Backup and restore data procedures

On this page

Scripts

The following are the script files used in this installation:

This page provides instructions for cold and hot backups, and the scripts required to perform hot backup and restore of the Cassandra database. These backup and restore scripts are the same for both Windows and Linux Operating Systems. But on Windows, you should use the Cygwin tool to run the scripts (https://cygwin.com/install.html).

For Windows, to make a back up data or to restore Cassandra database, you must add the Cassandra bin folder to the PATH variable, so that you can access the nodetool utility without having to change directory to the folder that contains it. If you installed Cassandra to its default location, this folder will be C:\Program Files\apache-cassandra-3.11.2\bin. Please note that if you install Cassandra in a different location, you need to change this value accordingly.

Cold Backup/Restore

A cold backup is a backup taken via regular system backups, while the database is shut down in a consistent state.

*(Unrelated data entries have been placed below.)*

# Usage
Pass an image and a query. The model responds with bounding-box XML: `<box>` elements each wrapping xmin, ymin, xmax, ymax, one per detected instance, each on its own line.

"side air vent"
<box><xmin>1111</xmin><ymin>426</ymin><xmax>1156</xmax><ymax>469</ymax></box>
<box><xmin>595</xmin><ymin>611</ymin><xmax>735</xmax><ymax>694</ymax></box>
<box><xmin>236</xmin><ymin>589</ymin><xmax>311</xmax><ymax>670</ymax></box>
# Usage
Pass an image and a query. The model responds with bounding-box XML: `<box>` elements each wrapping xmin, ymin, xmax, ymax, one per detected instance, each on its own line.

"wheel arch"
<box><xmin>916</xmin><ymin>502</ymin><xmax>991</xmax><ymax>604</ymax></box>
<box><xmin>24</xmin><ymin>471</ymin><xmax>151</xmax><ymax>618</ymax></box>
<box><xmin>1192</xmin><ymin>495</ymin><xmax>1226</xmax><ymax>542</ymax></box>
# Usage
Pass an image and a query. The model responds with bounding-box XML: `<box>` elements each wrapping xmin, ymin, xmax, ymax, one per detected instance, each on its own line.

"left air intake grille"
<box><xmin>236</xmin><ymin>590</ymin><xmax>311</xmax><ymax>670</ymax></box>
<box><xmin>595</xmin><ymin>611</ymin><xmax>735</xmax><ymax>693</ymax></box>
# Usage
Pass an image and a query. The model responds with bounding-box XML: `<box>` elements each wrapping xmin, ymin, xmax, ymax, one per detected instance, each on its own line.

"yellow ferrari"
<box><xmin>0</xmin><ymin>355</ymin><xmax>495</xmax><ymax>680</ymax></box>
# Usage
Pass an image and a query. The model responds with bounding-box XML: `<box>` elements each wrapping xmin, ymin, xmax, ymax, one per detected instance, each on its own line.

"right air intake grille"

Once the database is shut down in a consistent state, we back up the directories pointed to by the data_file_directories and commitlog_directory values in your cassandra.yaml file.

Backup procedure consists of:

Stop the Teamwork Cloud service
Stop the Authserver service
Stop the WebApp service
Commit all the data to disk by issuing the "nodetool drain" command
Stop the Cassandra service
Perform the backup (this can be a VM snapshot, a backup of the specified directories using any backup software, or copying the directories to another location)
Start the Cassandra service
Start the Teamwork Cloud service
Start the Authserver service
Start the WebApp service

Restore procedure consists of:

Stop the Teamwork Cloud service
Stop the Authserver service
Stop the Cassandra service
Stop the WebApp service
Delete the data_file_directories and commitlog_directory
Restore the data from the backup to the original location
Start the Cassandra service
Start the Teamwork Cloud service
Start the Authserver service
Start WebApp service

Hot Backups

Backups

Hot backups are backups which are taken while the database is running, therefore eliminating the need for downtime. This is accomplished by using Cassandra's internal ability to perform a snapshot of the database. The backup process consists of flushing data to disk, stopping any compactions which may be taking place, creating a snapshot (the snapshot creates a set of hard links to the current immutable files), archiving the state of the immutable files to a backup location, and clearing the snapshots directories created in the database. For disaster recovery, this directory should be located on a different physical drive than where the data resides. Each snapshot will consume approximately the same amount of space as the data directory. The backup script does not perform any directory maintenance or purging. This can be done either by using a wrapper script which will delete the current backup before creating the new snapshot, or by a scheduled task which is to be executed before the backup. If point in time recovery is desired, the backup directory can be backed up as part of the regular backup procedures for the server.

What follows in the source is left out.